Farming, she says, "engages all my senses."
"It allows me to be a steward of the land, and let's me be creative," said Friedheim. "Running a business is like a game. It's fun and I'm never bored. And the thought of being indoors all the time - I don't think I can handle it."
"It felt like a very natural fit," she said, "and I couldn't imagine doing anything else."
Making it work
Every day at Stone Coop Farm, DeBruhl writes a to-do list on the shed's blackboard.
"Thin parsnips. (Wear gloves!)"
"Dig up parsley, flat and curly."
"Till open potato beds."
The reminders are intended for her and business partner Rau, as well as Stone Coop Farm's member volunteers.

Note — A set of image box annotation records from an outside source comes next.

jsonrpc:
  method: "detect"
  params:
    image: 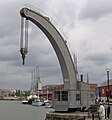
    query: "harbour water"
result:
[0,101,53,120]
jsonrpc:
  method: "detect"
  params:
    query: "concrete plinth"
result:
[45,112,89,120]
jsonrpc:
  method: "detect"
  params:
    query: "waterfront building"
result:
[99,79,112,101]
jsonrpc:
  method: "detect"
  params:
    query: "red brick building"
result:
[99,80,112,98]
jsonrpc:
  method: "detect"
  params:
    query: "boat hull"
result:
[32,101,43,106]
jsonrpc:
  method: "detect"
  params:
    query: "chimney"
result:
[81,75,83,82]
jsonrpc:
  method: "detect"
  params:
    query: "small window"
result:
[54,91,60,101]
[90,94,94,98]
[76,94,80,101]
[62,91,68,101]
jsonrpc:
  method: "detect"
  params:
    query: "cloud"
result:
[80,0,112,20]
[0,0,112,89]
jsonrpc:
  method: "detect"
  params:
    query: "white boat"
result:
[32,101,44,106]
[22,100,28,104]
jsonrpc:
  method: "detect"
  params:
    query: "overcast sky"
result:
[0,0,112,90]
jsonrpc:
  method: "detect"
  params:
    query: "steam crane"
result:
[20,17,28,65]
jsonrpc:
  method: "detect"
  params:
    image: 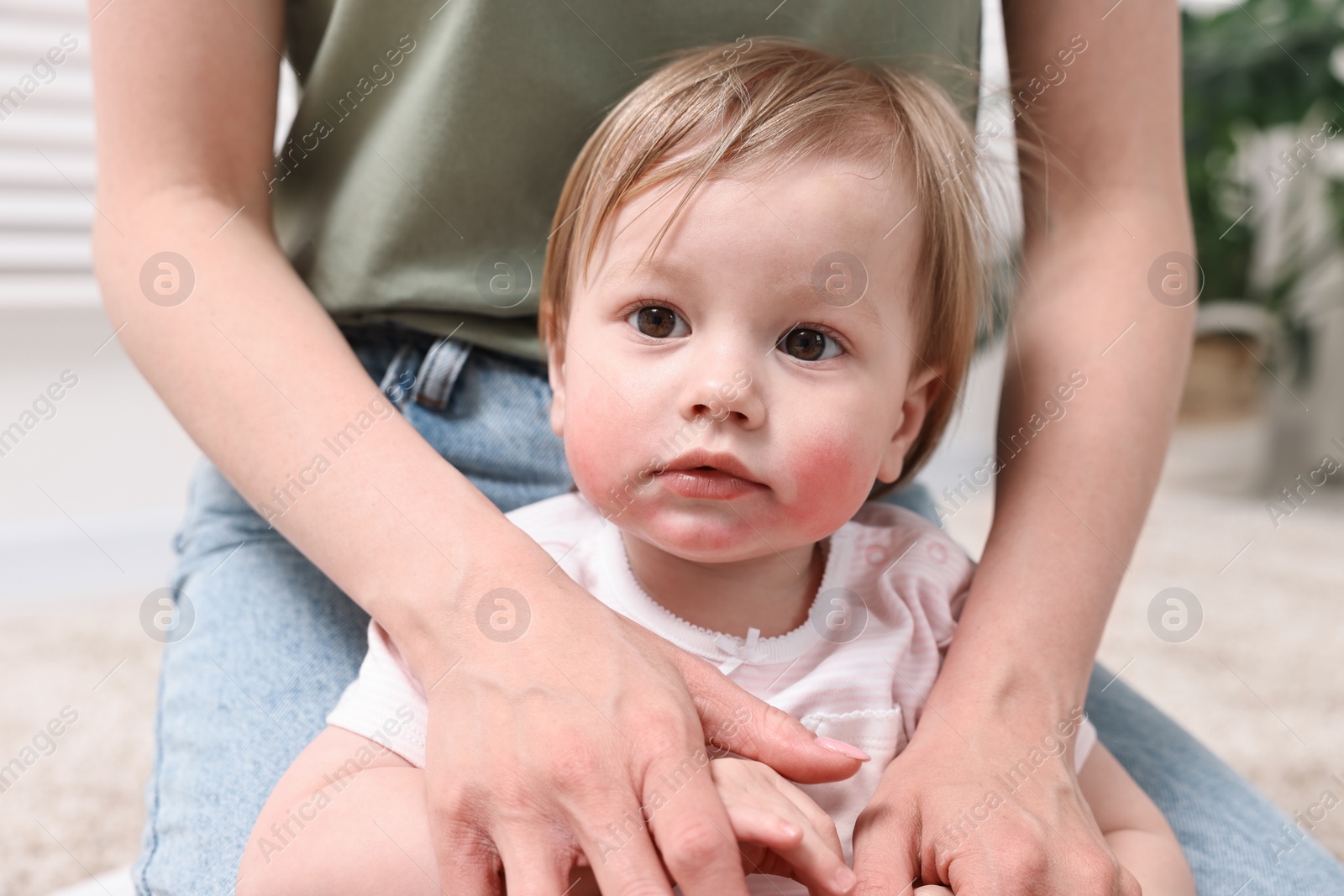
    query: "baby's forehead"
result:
[576,157,921,291]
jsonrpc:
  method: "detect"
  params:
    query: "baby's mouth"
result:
[657,451,769,501]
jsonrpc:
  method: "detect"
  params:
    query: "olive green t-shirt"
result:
[264,0,979,359]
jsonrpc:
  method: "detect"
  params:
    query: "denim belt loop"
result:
[412,336,472,411]
[378,343,417,410]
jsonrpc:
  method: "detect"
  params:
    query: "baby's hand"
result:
[710,757,858,896]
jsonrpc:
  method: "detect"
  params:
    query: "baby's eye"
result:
[780,327,840,361]
[625,305,690,338]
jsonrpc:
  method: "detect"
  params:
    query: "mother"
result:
[90,0,1344,896]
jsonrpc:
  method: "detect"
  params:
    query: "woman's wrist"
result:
[378,505,567,688]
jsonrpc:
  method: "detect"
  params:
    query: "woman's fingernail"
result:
[817,737,872,762]
[831,865,858,893]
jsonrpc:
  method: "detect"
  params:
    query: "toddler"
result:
[238,38,1194,896]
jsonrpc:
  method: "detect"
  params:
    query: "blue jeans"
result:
[134,322,1344,896]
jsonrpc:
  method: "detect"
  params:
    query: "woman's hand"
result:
[853,712,1140,896]
[710,757,858,896]
[413,522,858,896]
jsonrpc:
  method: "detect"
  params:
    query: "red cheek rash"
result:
[786,439,876,535]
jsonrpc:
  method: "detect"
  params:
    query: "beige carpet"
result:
[0,422,1344,896]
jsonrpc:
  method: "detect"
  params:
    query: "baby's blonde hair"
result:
[538,38,988,495]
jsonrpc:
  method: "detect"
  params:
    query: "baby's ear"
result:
[546,336,564,438]
[878,367,943,482]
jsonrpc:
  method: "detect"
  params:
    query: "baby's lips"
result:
[817,737,872,762]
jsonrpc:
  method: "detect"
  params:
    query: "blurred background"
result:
[0,0,1344,896]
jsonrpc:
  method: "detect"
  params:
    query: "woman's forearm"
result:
[94,192,508,679]
[932,0,1194,724]
[932,197,1192,721]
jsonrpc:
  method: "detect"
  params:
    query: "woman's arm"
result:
[90,0,858,896]
[855,0,1194,896]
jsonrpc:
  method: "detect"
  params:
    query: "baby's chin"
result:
[591,501,844,563]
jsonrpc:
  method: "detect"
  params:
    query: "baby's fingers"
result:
[727,804,858,896]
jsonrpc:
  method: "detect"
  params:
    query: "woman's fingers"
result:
[639,744,748,896]
[425,784,504,896]
[728,802,858,896]
[561,795,672,896]
[672,647,863,784]
[495,825,574,896]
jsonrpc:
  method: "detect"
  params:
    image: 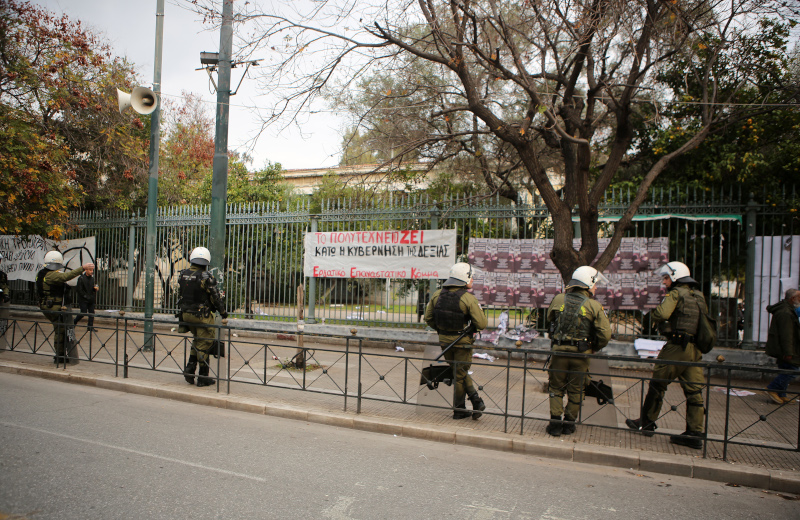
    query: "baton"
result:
[433,323,472,361]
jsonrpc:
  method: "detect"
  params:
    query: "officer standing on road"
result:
[425,262,489,419]
[178,247,228,386]
[36,251,94,364]
[545,265,611,437]
[75,262,97,332]
[625,262,708,449]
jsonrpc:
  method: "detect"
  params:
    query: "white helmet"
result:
[189,247,211,265]
[656,262,697,283]
[444,262,472,287]
[567,265,608,289]
[44,251,64,271]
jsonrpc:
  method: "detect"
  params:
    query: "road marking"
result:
[0,421,267,483]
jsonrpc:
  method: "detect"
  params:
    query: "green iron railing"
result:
[7,182,800,346]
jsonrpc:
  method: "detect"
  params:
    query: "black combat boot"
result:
[469,392,486,420]
[453,399,472,420]
[544,415,563,437]
[669,430,706,450]
[183,356,198,385]
[197,362,214,386]
[625,419,656,437]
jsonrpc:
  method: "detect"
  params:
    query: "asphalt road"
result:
[0,374,799,520]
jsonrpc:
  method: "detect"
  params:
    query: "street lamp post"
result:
[143,0,164,351]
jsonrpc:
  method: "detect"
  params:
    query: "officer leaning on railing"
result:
[0,255,11,304]
[178,247,228,386]
[625,262,708,449]
[36,251,94,364]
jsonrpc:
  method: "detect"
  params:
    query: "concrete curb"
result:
[0,361,800,494]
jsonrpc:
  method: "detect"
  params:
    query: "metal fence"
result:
[0,309,800,468]
[7,187,800,347]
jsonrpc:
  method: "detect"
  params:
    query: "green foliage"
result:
[0,106,80,239]
[616,19,800,197]
[200,156,291,204]
[0,1,147,225]
[158,92,214,206]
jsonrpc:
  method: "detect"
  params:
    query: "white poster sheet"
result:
[303,229,456,280]
[745,235,800,343]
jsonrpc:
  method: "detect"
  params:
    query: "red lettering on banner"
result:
[313,265,345,278]
[411,267,439,280]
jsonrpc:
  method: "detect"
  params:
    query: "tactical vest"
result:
[669,286,705,336]
[552,292,592,341]
[178,269,210,312]
[36,267,66,303]
[433,287,469,333]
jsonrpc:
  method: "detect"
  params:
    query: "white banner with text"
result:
[0,235,95,285]
[303,229,456,280]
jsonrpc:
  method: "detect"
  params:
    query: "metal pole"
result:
[209,0,233,274]
[144,0,164,351]
[125,217,136,312]
[742,193,758,350]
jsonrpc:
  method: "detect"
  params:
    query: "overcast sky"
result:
[32,0,342,169]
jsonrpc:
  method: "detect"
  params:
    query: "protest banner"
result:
[0,235,96,285]
[303,229,456,280]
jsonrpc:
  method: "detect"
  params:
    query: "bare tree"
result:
[186,0,788,278]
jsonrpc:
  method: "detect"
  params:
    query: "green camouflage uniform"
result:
[39,267,83,360]
[547,287,611,421]
[179,264,228,363]
[640,282,707,433]
[425,287,489,408]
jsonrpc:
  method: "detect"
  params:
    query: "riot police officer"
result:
[178,247,228,386]
[0,255,11,305]
[425,262,489,419]
[36,251,94,364]
[545,265,611,437]
[625,262,708,449]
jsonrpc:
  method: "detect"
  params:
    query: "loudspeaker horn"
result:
[117,87,158,115]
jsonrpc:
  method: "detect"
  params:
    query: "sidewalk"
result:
[0,316,800,493]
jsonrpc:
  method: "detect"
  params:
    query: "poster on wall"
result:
[0,235,97,286]
[468,237,669,310]
[303,229,456,280]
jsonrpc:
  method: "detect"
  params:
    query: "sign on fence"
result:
[469,237,669,310]
[0,235,96,285]
[303,229,456,280]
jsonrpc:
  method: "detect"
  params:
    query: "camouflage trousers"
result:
[181,312,217,363]
[441,343,476,408]
[39,303,69,356]
[548,346,589,421]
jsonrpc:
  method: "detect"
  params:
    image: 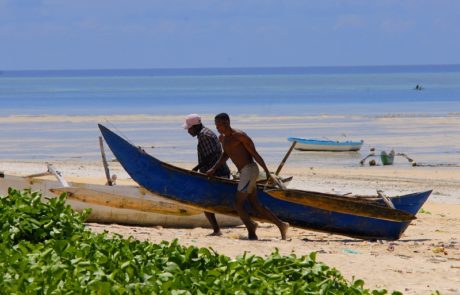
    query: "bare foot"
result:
[208,230,222,237]
[248,233,259,241]
[280,222,289,240]
[248,221,259,240]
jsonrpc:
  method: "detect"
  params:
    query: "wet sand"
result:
[0,161,460,294]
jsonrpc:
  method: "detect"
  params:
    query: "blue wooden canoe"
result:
[288,137,363,152]
[99,125,431,240]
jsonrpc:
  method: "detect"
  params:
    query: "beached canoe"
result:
[99,125,431,240]
[288,137,363,152]
[0,174,242,228]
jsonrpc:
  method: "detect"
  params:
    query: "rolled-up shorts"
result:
[238,163,259,194]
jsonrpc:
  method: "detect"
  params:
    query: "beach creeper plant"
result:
[0,189,401,295]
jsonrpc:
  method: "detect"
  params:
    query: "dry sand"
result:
[0,161,460,294]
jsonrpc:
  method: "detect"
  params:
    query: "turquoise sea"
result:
[0,65,460,166]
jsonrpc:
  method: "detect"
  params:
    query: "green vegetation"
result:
[0,189,401,295]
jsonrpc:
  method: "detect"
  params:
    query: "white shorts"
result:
[238,163,259,194]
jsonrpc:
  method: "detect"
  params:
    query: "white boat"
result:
[0,166,242,228]
[288,137,363,152]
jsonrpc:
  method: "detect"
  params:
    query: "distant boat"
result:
[288,137,363,152]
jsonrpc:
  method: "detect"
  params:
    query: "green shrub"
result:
[0,190,400,295]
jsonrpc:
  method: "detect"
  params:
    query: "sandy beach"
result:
[0,161,460,294]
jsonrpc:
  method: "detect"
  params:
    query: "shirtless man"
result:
[207,113,289,240]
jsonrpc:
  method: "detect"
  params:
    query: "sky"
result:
[0,0,460,70]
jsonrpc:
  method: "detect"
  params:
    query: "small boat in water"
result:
[288,137,363,152]
[99,125,431,240]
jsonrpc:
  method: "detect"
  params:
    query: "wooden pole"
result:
[275,141,297,175]
[99,136,113,186]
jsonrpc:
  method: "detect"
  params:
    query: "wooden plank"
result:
[99,136,113,186]
[266,190,416,222]
[377,190,395,209]
[50,187,202,216]
[48,164,69,187]
[275,141,297,175]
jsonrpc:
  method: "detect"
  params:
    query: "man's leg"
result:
[235,192,258,240]
[248,189,289,240]
[204,212,222,236]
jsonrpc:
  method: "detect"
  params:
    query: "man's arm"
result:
[237,133,270,179]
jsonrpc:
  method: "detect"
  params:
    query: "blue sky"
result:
[0,0,460,70]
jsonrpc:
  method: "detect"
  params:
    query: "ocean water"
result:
[0,65,460,166]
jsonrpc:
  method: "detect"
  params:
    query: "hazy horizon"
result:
[0,0,460,70]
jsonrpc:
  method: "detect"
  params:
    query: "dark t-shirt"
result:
[197,127,230,177]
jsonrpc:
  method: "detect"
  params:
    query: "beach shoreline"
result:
[0,159,460,294]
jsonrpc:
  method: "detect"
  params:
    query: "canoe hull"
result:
[100,125,431,240]
[0,175,242,228]
[288,137,363,152]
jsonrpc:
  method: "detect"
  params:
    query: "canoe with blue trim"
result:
[288,137,363,152]
[99,125,431,240]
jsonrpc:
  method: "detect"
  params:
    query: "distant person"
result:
[207,113,289,240]
[183,114,230,236]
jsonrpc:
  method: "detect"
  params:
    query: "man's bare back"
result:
[206,113,289,240]
[222,129,254,171]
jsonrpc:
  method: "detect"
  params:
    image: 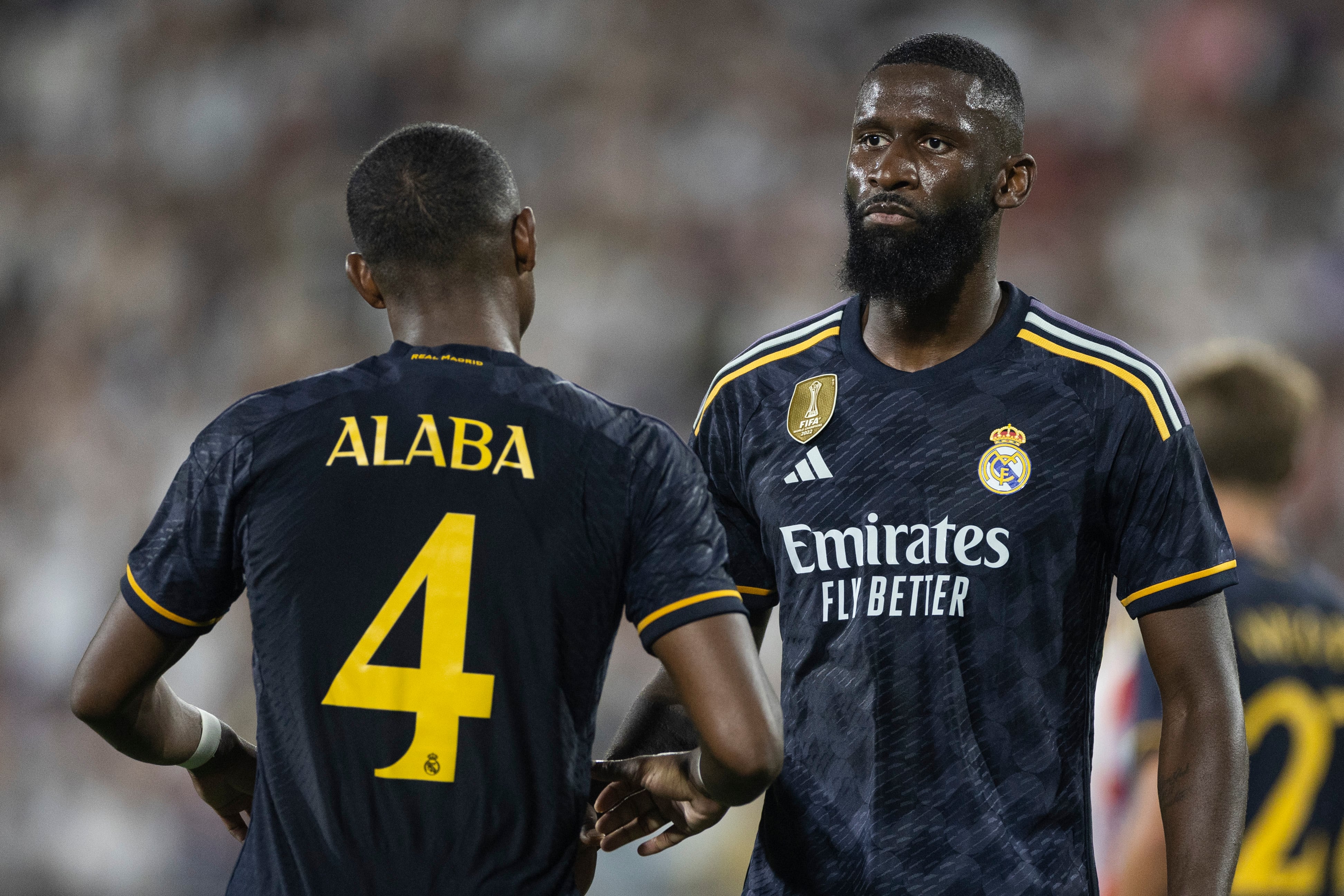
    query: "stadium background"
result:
[0,0,1344,896]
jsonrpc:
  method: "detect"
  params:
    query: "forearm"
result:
[1157,693,1247,896]
[606,669,699,759]
[75,678,202,766]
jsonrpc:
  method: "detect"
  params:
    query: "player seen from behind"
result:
[73,125,781,896]
[1114,342,1344,896]
[598,35,1246,896]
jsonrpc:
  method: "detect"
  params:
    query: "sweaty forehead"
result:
[853,63,1001,132]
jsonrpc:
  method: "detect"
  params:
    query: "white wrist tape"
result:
[177,709,222,771]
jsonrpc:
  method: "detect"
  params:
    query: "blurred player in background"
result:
[73,125,781,896]
[1116,344,1344,896]
[598,35,1246,896]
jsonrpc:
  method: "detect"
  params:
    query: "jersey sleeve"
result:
[691,387,779,610]
[625,419,746,651]
[121,430,243,638]
[1107,408,1237,618]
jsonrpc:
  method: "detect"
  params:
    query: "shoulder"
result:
[1018,298,1190,441]
[191,356,394,472]
[509,365,690,470]
[695,300,849,434]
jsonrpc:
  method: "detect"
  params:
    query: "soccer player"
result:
[597,35,1246,896]
[1116,345,1344,896]
[71,125,781,896]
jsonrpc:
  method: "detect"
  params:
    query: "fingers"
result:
[597,790,657,834]
[591,758,644,783]
[602,811,668,853]
[637,825,691,856]
[219,811,247,843]
[593,781,642,813]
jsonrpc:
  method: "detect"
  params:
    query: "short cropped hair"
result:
[868,34,1027,150]
[346,124,519,274]
[1176,341,1321,489]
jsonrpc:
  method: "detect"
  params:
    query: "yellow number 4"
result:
[323,513,495,782]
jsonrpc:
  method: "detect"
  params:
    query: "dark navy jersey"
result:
[1136,559,1344,896]
[121,342,743,896]
[692,283,1235,896]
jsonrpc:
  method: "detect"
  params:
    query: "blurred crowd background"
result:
[0,0,1344,896]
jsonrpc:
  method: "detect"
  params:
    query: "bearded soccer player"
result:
[73,125,781,896]
[597,35,1246,896]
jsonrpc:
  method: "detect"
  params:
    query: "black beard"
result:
[840,185,997,330]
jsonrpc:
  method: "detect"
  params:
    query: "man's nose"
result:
[867,141,919,192]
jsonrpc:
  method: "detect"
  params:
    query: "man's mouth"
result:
[863,200,917,226]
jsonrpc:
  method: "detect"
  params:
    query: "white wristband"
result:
[177,708,222,771]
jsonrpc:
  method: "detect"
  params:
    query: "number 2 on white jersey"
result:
[323,513,495,782]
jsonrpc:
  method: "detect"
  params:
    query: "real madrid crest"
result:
[789,374,836,445]
[980,423,1031,494]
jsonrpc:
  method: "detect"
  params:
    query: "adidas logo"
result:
[784,446,832,482]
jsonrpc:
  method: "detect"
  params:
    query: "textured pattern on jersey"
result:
[692,286,1235,896]
[122,342,743,896]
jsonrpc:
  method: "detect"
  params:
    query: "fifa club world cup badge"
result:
[789,374,836,445]
[980,423,1031,494]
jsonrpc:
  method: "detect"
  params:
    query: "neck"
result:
[863,246,1008,372]
[387,283,523,355]
[1214,481,1290,566]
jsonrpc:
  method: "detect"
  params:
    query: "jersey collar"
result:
[840,281,1031,387]
[387,340,523,365]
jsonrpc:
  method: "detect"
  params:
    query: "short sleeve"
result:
[121,434,243,638]
[1134,653,1163,764]
[691,398,779,610]
[625,418,746,650]
[1107,412,1237,618]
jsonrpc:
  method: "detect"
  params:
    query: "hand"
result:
[593,751,728,856]
[187,725,257,842]
[574,805,602,896]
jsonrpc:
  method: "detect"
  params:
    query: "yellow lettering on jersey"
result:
[452,416,494,470]
[406,414,457,466]
[323,516,495,782]
[1232,677,1344,896]
[373,416,406,466]
[491,423,536,480]
[326,416,368,466]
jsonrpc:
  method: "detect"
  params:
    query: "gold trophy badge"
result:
[789,374,837,445]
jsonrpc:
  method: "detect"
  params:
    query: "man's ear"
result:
[513,207,536,275]
[995,153,1036,208]
[346,253,387,308]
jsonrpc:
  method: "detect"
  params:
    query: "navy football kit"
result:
[692,283,1237,896]
[1134,559,1344,896]
[121,342,745,896]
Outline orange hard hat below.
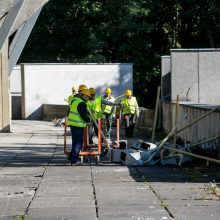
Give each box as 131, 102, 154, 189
125, 89, 132, 96
78, 85, 88, 92
105, 88, 112, 94
89, 88, 96, 95
80, 89, 91, 97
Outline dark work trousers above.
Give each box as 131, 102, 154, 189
103, 113, 112, 138
123, 115, 135, 138
88, 122, 94, 144
70, 125, 84, 163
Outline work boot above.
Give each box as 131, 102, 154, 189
71, 160, 81, 166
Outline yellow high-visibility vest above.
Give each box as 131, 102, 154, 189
102, 96, 115, 114
121, 97, 137, 115
93, 96, 102, 119
67, 97, 86, 128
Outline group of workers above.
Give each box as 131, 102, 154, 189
67, 85, 139, 165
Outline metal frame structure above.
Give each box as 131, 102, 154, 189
0, 0, 49, 132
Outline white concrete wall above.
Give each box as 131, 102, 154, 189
9, 66, 21, 95
21, 64, 133, 119
199, 50, 220, 105
171, 49, 199, 102
171, 48, 220, 105
161, 56, 171, 98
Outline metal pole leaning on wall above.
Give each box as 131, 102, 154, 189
189, 135, 220, 147
151, 86, 160, 143
87, 108, 110, 149
162, 146, 220, 164
176, 105, 220, 134
173, 95, 179, 148
64, 117, 70, 155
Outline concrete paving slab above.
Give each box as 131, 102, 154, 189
157, 188, 208, 200
30, 194, 95, 210
169, 206, 219, 220
1, 167, 45, 177
36, 182, 93, 196
25, 207, 97, 220
0, 120, 220, 220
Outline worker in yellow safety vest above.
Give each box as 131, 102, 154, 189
67, 89, 91, 165
102, 88, 116, 139
93, 88, 120, 138
86, 88, 96, 144
121, 90, 139, 138
67, 86, 77, 106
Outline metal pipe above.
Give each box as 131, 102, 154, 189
151, 86, 160, 143
173, 95, 179, 147
189, 135, 220, 147
176, 105, 220, 134
162, 146, 220, 164
87, 107, 110, 149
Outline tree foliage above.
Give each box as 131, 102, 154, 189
19, 0, 220, 108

DeBruhl and Rau are paid with money earned by selling shares to folks who take home farm-fresh produce weekly. One of their plans costs $36 a week to receive a harvest of six to 12 vegetables, each type of produce good for four servings. Members get a cut in price for volunteering on the farm. Stone Coop also sells to local stores and restaurants.
DeBruhl met Rau at a Brighton community garden where DeBruhl volunteered after her layoff, as did Rau after graduating from college. Both wanted to continue to cultivate the camaraderie and goodwill and good eats they experienced, and pitched in with Rau's father to buy land and open up Stone Coop Farm.
Right now, although the land is producing, it's not producing sustainable salaries. DeBruhl said she couldn't make it without her husband, who restores barns for a living, including two at Stone Coop Farm, that are more than 100 years old. DeBruhl said she believes Stone Coop is on track to greater profitability in the future.
DeBruhl's business partner, Rau, says she's coping.
"It's one of those things that you learn to enjoy different things, and for me, money is not a huge concern as doing what I love doing," said Rau. "It's a romantic view on it, but that's how I feel about it."
Both women feel energized by the participation of the volunteers, all working together and defining community. Their past experiences, they say, mesh together in running the farm.
"I've done sales; I've done training; I've done consulting; I've had a home garden, and I have a background in forestry and engineering and all of that meshed together," said DeBruhl. "My entire journey has led me right here to this moment. The soil has tons of different microorganisms that make it super-nutritious for the plant. And my life has been nourished by everything I've done before."
Farming mixes together a variety of DeBruhl's skills, much like ingredients in a hearty vegetable stew.
Call her an entrepreneur, says DeBruhl. "Which I am. I just happen to be a farmer."